Kirk, 26, a 2004 Olympic silver medalist in the medley relay, thought her worst nightmare occurred at the trials in Omaha, when she finished third by the slimmest of margins, just missing the Olympic team. But as she wrote in a recent blog, that was only the beginning.
"People I trusted to do their jobs and to ensure the working order of the system we put in place for our sport failed me," she said.
Kirk and the others are weighing their options, including the possibility of a lawsuit. "I don't want this to happen to somebody else," Kirk said. While Wielgus promises "an evaluation of our selection procedures" after the Olympics, the silence from the U.S. Olympic Committee has been deafening.
Is it too much to ask for someone in a position of authority to look out for the athletes they are supposed to serve?
About Swimmer Tara Kirk:
Tara Kirk was born on July 12, 1982 in Bremerton, Washington. She is 26 years old.

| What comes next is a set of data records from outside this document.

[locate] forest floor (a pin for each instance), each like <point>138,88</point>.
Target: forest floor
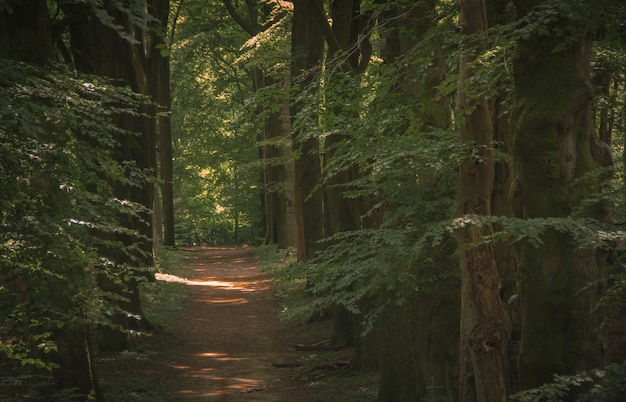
<point>225,342</point>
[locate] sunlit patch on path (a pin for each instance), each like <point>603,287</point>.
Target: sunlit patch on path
<point>229,336</point>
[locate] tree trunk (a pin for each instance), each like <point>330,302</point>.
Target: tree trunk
<point>99,49</point>
<point>306,55</point>
<point>485,324</point>
<point>552,128</point>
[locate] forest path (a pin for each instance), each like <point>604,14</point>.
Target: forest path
<point>222,344</point>
<point>229,335</point>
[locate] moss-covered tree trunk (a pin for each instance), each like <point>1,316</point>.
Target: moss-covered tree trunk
<point>419,339</point>
<point>552,137</point>
<point>485,325</point>
<point>307,47</point>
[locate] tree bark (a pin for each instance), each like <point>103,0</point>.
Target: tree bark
<point>101,50</point>
<point>553,129</point>
<point>26,35</point>
<point>306,55</point>
<point>485,324</point>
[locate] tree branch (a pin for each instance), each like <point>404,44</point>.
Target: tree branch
<point>238,19</point>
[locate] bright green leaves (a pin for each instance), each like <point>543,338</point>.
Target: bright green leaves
<point>57,169</point>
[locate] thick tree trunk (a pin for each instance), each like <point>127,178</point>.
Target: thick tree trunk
<point>553,135</point>
<point>485,324</point>
<point>419,340</point>
<point>306,53</point>
<point>99,49</point>
<point>165,148</point>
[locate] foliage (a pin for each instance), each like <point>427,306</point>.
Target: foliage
<point>58,212</point>
<point>216,184</point>
<point>598,385</point>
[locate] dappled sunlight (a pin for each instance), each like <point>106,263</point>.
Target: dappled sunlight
<point>244,286</point>
<point>223,300</point>
<point>220,384</point>
<point>219,356</point>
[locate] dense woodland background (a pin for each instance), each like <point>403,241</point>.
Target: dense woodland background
<point>450,175</point>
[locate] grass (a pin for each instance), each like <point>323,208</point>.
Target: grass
<point>340,384</point>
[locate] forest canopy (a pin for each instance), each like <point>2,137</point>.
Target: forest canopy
<point>448,174</point>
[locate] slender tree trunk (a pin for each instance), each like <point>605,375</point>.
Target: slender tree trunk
<point>26,35</point>
<point>553,138</point>
<point>307,47</point>
<point>99,49</point>
<point>165,146</point>
<point>485,325</point>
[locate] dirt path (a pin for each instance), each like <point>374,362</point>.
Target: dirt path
<point>224,343</point>
<point>229,336</point>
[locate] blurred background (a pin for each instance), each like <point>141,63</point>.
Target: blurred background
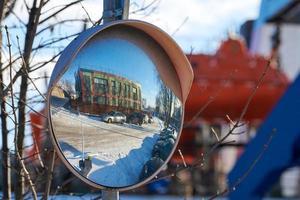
<point>245,58</point>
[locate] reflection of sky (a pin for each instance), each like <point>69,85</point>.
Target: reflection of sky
<point>122,58</point>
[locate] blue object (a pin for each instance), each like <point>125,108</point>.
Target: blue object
<point>283,151</point>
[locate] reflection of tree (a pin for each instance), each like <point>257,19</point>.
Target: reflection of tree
<point>164,103</point>
<point>68,87</point>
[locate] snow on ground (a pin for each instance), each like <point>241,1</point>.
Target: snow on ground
<point>119,151</point>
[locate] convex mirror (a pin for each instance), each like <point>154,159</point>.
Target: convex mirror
<point>116,103</point>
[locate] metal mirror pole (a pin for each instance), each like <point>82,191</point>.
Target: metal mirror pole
<point>114,10</point>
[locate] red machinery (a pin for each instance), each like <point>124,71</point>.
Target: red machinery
<point>226,80</point>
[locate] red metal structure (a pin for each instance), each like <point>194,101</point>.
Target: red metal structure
<point>226,80</point>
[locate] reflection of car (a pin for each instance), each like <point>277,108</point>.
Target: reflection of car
<point>136,118</point>
<point>114,116</point>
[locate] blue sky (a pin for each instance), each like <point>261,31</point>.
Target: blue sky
<point>197,24</point>
<point>200,24</point>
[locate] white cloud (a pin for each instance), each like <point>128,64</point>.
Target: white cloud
<point>208,20</point>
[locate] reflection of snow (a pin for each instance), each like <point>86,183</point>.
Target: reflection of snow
<point>118,151</point>
<point>126,170</point>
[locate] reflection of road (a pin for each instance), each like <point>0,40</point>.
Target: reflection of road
<point>108,144</point>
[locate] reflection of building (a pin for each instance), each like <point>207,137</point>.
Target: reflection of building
<point>102,92</point>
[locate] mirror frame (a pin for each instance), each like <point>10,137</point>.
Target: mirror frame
<point>173,51</point>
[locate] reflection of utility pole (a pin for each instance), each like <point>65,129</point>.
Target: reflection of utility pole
<point>114,10</point>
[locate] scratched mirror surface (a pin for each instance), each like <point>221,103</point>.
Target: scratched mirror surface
<point>115,117</point>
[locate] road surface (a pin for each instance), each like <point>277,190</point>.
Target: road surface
<point>118,151</point>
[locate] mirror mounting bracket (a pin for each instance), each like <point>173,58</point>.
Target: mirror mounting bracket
<point>115,10</point>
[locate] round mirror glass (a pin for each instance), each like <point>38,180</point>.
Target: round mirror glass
<point>115,110</point>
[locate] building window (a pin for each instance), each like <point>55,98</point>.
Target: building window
<point>101,100</point>
<point>87,83</point>
<point>127,91</point>
<point>101,85</point>
<point>114,87</point>
<point>134,93</point>
<point>114,102</point>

As a child, she was most serious about gymnastics. After she had taken a fall off of the uneven parallel bars and broke her arm, she started swimming as part of her rehab after the cast was removed, as she suffered nerve damage and her arm had shrunk, and she could not move her hand. She eventually excelled in swimming and the rest is history.
She attended Bremerton High School and graduated in 2000. She went on to Stanford University, where she set the world record in the 100 meter breaststroke at the Women’s NCAA Championships in 2004. She graduated in 2005 and received her Bachelor’s in Human Biology and her Master’s in Anthropological Sciences.
She was a silver medalist at the 2004 Summer Olympics, having won at the preliminary heats of the 400 Medley Relay. She placed 6th in the 100m breaststroke.